Validation and Public Health Modelling of Risk Prediction Models for Kidney Cancer in UK Biobank
Problem
In the UK, kidney cancer is responsible for 4500 deaths annually. Although early detection is associated with improved survival rates, 25% of newly diagnosed kidney cancers are metastatic. One barrier to the introduction of a screening programme is the low population prevalence of kidney cancer. Population risk stratification could minimise harms to individuals and improve the efficiency of a screening programme. Stratification requires a model that accurately identifies individuals at high risk of undiagnosed kidney cancer. Although several models have been developed most have not been externally validated, and the benefits of incorporating them in a screening programme have not been assessed.
Approach
We identified phenotypic risk models in a recent systematic review and validated them in a large population cohort (UK Biobank) with 6-year follow-up. We assessed discrimination and calibration of the models for men, women and the whole cohort. We undertook a public health modelling analysis using the best performing models to estimate their accuracy in the UK population (individuals aged 40-70). We accounted for differences in demographics (age and sex) and kidney cancer incidence between the UK Biobank cohort and the general population, using ONS and CRUK data respectively.
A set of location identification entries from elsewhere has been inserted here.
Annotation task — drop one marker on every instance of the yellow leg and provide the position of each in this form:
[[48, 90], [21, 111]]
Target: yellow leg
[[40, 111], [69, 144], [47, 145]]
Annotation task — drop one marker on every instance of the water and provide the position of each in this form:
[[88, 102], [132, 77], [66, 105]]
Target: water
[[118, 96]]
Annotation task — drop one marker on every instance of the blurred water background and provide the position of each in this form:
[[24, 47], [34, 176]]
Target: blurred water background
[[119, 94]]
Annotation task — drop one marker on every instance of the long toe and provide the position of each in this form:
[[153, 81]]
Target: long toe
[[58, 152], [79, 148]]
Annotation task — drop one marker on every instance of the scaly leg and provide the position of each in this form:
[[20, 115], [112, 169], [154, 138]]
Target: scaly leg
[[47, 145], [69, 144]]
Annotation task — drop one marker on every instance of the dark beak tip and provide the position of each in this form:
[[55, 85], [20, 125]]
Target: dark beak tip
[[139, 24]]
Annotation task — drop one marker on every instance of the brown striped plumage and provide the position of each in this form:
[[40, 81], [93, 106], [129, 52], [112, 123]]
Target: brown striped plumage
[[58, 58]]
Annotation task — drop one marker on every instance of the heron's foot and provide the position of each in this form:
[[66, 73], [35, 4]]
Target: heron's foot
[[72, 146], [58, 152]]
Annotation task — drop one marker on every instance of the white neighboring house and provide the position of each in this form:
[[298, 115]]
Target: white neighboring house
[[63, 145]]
We compared the ability of the models to identify high-risk individuals for screening with simple age- and sex-based screening strategies.
Findings
We included seventeen studies (corresponding to 30 models) in the review. Eight models had reasonable discrimination (AUROC>0.62) in men, women and the mixed sex cohort. However, many of the models had poor calibration in the UK biobank cohort. Public health modelling demonstrated the accuracy of the best models over a range of thresholds (6-year risk: 0.1%-1.0%). At any particular risk threshold, the models performed very similarly. At all thresholds considered they showed a small improvement in ability to identify high-risk individuals compared to age- and sex- based screening. At a cut-off threshold of 0.4%, the best performing model screens 12.3% of the population and detects one case for every 180 individuals screened. Screening all men over the age of 60 (14.1% of the population) would detect one case for every 206 individuals screened. All of the models performed less well in women than men.
Consequences
This is the first comprehensive external validation of risk prediction models for kidney cancer. Five models showed both reasonable discrimination and good calibration in a UK-based population. The best-performing models could improve the efficiency of screening by similar amounts in a UK population, with the choice of model depending on the availability of data. However, very few people are predicted to have a 6-year risk higher than 1% and the models have worse performance in women. Future research may consider the potential benefits of adding biomarkers or genetic risk factors to phenotypic models.